South Carolina SC History SC Historical Documents Confederate Constitution of 1861
Constitution of the Confederate States of America – 1861
On March 11,1861, the Confederate Constitution was adopted unanimously by the Congress of the Confederate States. It is almost identical to the United States constitution, with a few differences:
- In the preamble, it omits the general welfare clause, and adds that each ratifying state is acting "in its sovereign and independent character."
- It explicitly guarantees slavery in both states and territories but bans the international slave trade.
- It prohibits protective tariffs and Congressional appropriations for internal improvements.
- The Confederate constitution limits the president to one six-year term, but it gives him a line item veto.
The original signed manuscript consists of five vellum sheets pasted together into a roll 148 1/2 inches long. This manuscript was part of a wagon load of boxes rescued from the railroad station in Chester, South Carolina in April of 1865 by Felix G. DeFontaine, a newspaper correspondent during the war. The boxes, which had been abandoned by fleeing troops, contained the records of the Confederate government, which were being sent south after the evacuation of Richmond.

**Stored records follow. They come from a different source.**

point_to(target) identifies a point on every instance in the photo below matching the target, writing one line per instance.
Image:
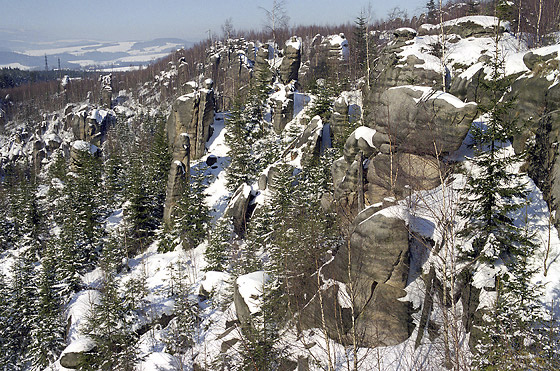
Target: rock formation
(89, 124)
(291, 60)
(192, 113)
(282, 107)
(188, 129)
(106, 91)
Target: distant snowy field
(87, 54)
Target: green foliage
(260, 349)
(360, 40)
(48, 326)
(182, 329)
(18, 311)
(80, 216)
(109, 325)
(190, 216)
(494, 194)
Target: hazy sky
(120, 20)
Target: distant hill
(87, 54)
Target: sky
(128, 20)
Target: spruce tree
(109, 325)
(182, 329)
(190, 216)
(48, 325)
(493, 193)
(20, 310)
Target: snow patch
(250, 288)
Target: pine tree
(48, 325)
(182, 330)
(20, 310)
(492, 195)
(190, 217)
(109, 325)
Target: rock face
(239, 208)
(178, 174)
(106, 91)
(262, 56)
(378, 273)
(416, 118)
(282, 108)
(90, 124)
(407, 125)
(193, 114)
(292, 60)
(339, 120)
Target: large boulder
(282, 107)
(178, 174)
(340, 118)
(378, 272)
(401, 173)
(193, 114)
(420, 120)
(90, 124)
(239, 209)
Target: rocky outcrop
(378, 272)
(178, 174)
(291, 61)
(282, 107)
(79, 150)
(474, 26)
(408, 124)
(192, 113)
(89, 124)
(262, 67)
(339, 119)
(416, 119)
(392, 70)
(239, 208)
(308, 144)
(106, 91)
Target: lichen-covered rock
(419, 119)
(282, 108)
(378, 271)
(532, 60)
(400, 174)
(238, 208)
(471, 26)
(339, 119)
(90, 124)
(178, 174)
(193, 114)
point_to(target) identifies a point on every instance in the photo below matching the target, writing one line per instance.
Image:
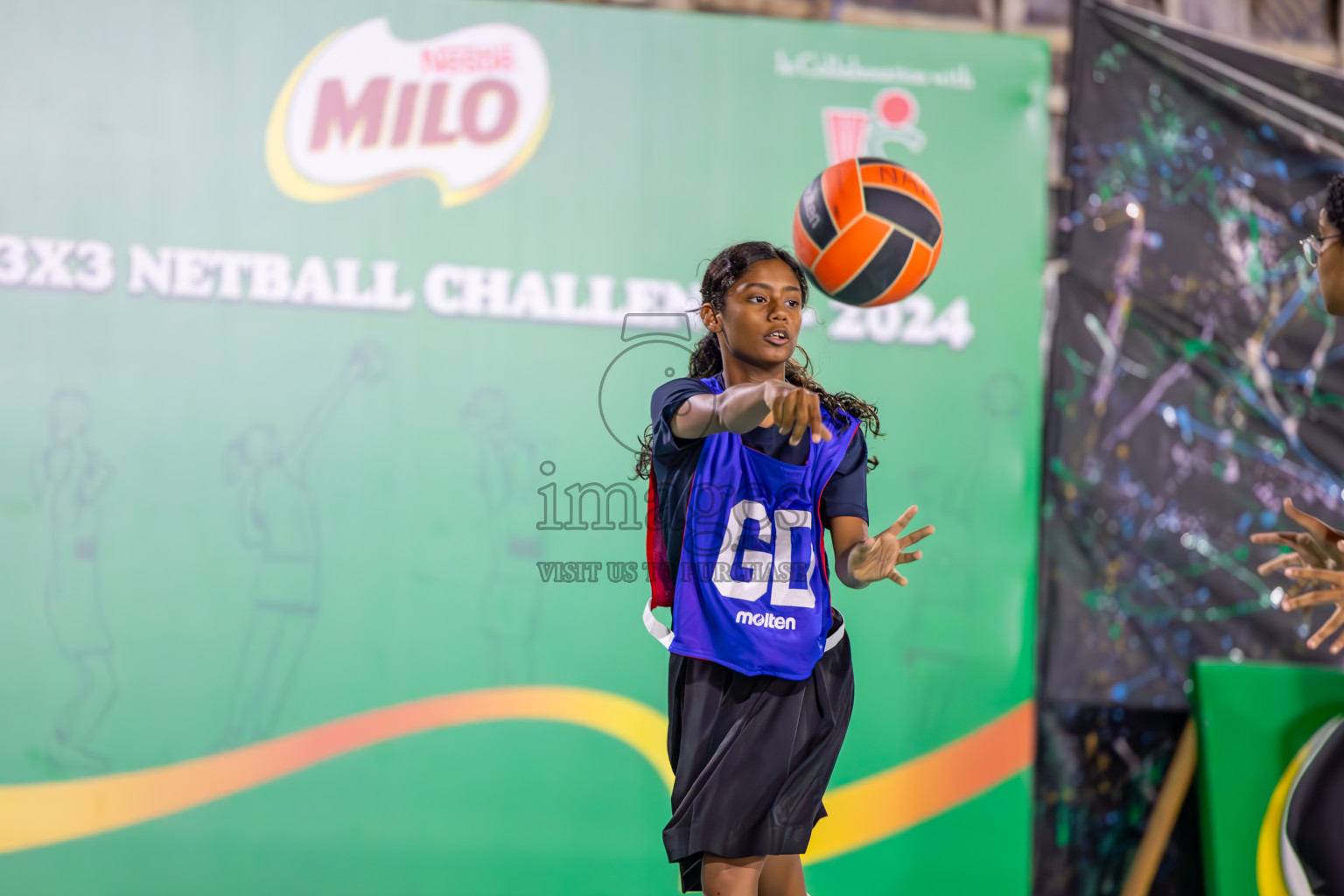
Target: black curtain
(1195, 381)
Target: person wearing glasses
(1323, 250)
(1314, 556)
(1313, 560)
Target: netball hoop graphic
(845, 132)
(660, 346)
(851, 133)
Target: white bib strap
(660, 632)
(835, 637)
(664, 635)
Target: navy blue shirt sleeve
(667, 399)
(847, 492)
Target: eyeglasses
(1313, 246)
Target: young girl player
(749, 458)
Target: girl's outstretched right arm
(739, 409)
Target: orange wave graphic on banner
(862, 813)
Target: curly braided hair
(707, 358)
(1335, 202)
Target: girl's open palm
(879, 555)
(1331, 592)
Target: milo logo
(466, 110)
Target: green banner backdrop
(321, 559)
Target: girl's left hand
(878, 556)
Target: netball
(869, 231)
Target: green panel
(1253, 719)
(223, 520)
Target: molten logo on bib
(466, 110)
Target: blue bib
(752, 589)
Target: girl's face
(762, 315)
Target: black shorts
(752, 757)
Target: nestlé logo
(466, 110)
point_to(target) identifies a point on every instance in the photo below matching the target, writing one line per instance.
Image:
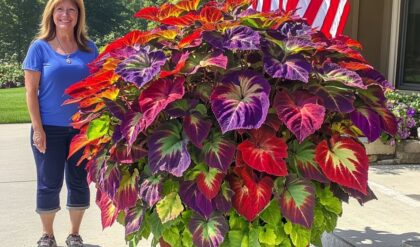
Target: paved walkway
(20, 225)
(387, 222)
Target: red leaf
(148, 13)
(210, 15)
(158, 95)
(303, 115)
(188, 5)
(344, 161)
(180, 65)
(298, 201)
(251, 197)
(108, 211)
(192, 40)
(183, 21)
(209, 182)
(78, 142)
(265, 152)
(90, 85)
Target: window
(409, 58)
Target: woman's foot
(47, 241)
(74, 240)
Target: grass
(13, 106)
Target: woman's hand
(40, 141)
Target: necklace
(68, 60)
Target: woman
(55, 60)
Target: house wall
(369, 22)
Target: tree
(18, 24)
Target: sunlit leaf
(297, 201)
(344, 161)
(169, 208)
(208, 232)
(241, 101)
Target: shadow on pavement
(371, 237)
(393, 169)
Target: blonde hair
(47, 25)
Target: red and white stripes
(329, 16)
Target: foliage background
(19, 20)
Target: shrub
(224, 126)
(406, 108)
(11, 74)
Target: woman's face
(65, 16)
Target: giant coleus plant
(228, 127)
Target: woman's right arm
(32, 79)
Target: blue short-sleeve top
(56, 76)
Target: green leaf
(254, 237)
(155, 225)
(235, 238)
(328, 200)
(170, 186)
(200, 108)
(272, 215)
(98, 127)
(169, 207)
(299, 235)
(187, 238)
(171, 236)
(237, 222)
(268, 236)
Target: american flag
(329, 16)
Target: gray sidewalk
(20, 225)
(394, 218)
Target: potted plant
(227, 127)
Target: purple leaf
(219, 152)
(133, 219)
(336, 97)
(124, 155)
(209, 232)
(196, 128)
(368, 121)
(334, 72)
(111, 180)
(132, 125)
(115, 108)
(127, 193)
(158, 95)
(294, 67)
(141, 67)
(241, 38)
(194, 199)
(302, 114)
(168, 149)
(241, 101)
(215, 39)
(151, 190)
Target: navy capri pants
(51, 168)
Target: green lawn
(13, 106)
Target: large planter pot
(408, 152)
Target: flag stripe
(292, 4)
(266, 6)
(302, 7)
(275, 5)
(343, 20)
(320, 16)
(337, 18)
(312, 10)
(329, 18)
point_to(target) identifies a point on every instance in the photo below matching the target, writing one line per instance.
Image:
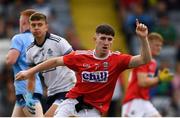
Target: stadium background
(76, 20)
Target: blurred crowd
(162, 16)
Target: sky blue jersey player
(27, 103)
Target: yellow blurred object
(165, 75)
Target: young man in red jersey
(136, 102)
(97, 72)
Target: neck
(100, 55)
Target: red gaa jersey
(135, 91)
(96, 77)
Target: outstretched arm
(48, 64)
(145, 54)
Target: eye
(103, 38)
(40, 24)
(33, 25)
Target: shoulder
(17, 36)
(55, 38)
(30, 46)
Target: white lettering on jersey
(98, 76)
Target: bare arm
(12, 57)
(31, 84)
(145, 55)
(48, 64)
(145, 81)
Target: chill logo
(98, 76)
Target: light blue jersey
(20, 42)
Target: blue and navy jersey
(20, 42)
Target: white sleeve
(29, 59)
(64, 46)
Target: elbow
(147, 60)
(142, 84)
(10, 61)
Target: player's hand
(30, 103)
(141, 30)
(165, 75)
(22, 75)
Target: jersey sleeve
(16, 43)
(124, 60)
(65, 47)
(142, 68)
(29, 59)
(71, 61)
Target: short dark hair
(28, 12)
(38, 16)
(105, 29)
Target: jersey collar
(98, 57)
(46, 37)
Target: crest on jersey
(105, 65)
(97, 76)
(49, 52)
(86, 65)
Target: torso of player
(58, 79)
(135, 91)
(96, 78)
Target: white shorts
(67, 108)
(139, 108)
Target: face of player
(39, 29)
(156, 46)
(103, 44)
(23, 19)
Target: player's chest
(44, 53)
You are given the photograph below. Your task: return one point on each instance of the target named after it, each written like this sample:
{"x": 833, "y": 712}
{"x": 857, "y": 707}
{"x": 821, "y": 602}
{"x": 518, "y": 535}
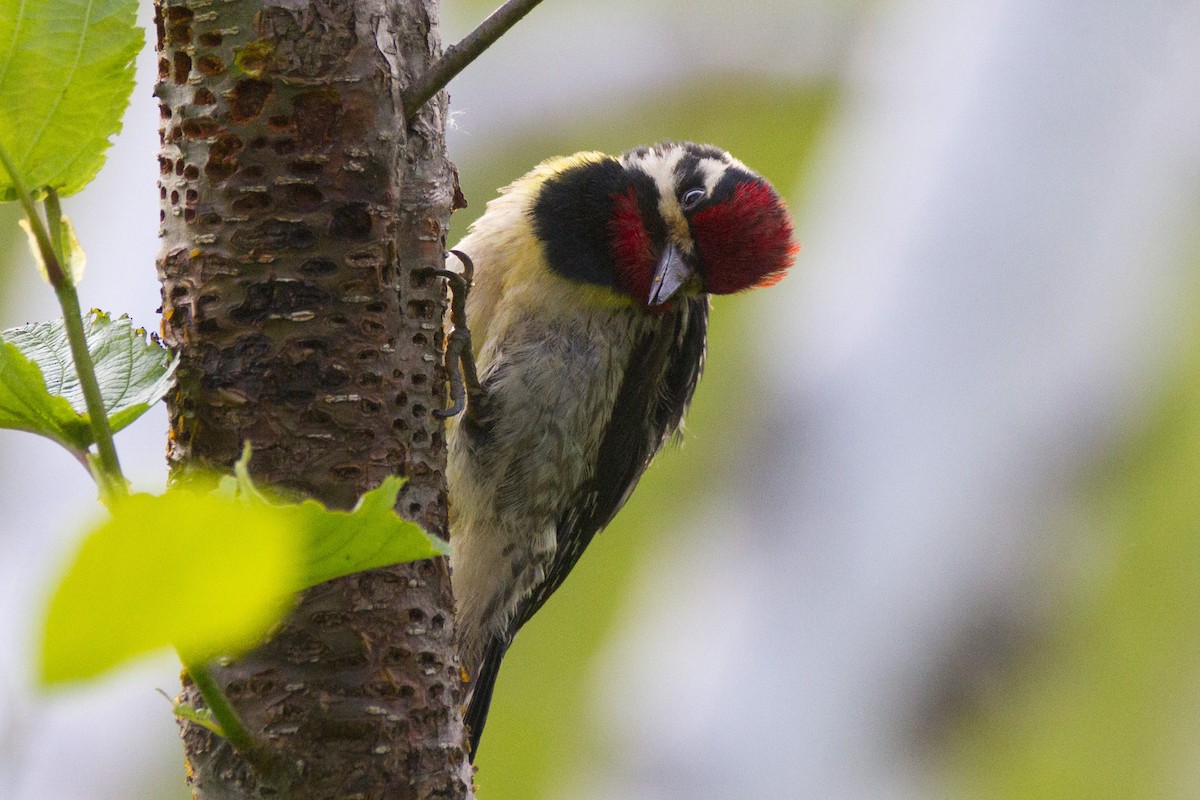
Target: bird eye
{"x": 691, "y": 198}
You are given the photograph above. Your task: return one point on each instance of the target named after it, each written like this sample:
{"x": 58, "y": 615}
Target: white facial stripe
{"x": 713, "y": 172}
{"x": 661, "y": 167}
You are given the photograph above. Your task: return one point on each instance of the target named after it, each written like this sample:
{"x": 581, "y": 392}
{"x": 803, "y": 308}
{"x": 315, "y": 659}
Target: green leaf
{"x": 207, "y": 573}
{"x": 66, "y": 72}
{"x": 133, "y": 374}
{"x": 27, "y": 405}
{"x": 343, "y": 542}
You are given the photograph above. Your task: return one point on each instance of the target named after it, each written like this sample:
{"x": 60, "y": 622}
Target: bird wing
{"x": 657, "y": 389}
{"x": 658, "y": 386}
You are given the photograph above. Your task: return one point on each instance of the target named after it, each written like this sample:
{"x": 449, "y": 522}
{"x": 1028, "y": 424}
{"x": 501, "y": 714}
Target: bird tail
{"x": 481, "y": 691}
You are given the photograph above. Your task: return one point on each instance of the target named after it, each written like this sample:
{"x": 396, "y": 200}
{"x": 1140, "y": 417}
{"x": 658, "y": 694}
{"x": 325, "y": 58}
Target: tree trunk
{"x": 295, "y": 206}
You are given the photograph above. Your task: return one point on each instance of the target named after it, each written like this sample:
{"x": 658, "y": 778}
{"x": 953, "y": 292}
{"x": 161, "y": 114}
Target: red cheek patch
{"x": 631, "y": 246}
{"x": 744, "y": 241}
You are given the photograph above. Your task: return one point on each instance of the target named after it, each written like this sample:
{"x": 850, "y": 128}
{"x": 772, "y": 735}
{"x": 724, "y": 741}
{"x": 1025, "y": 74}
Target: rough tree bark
{"x": 297, "y": 205}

The prizes among the records which DeFontaine recovered were the two Constitutions of the Confederacy, Provisional and Permanent.
DeFontaine sold the manuscript copy of the Provisional Constitution at auction in New York in 1883. It is now in the Museum of the Confederacy in Richmond. He sold the manuscript copy of the Permanent Constitution to Mrs. George Wymberley Jones DeRenne on July 4, 1883. The University
of Georgia purchased the Constitution from the DeRenne family in 1939.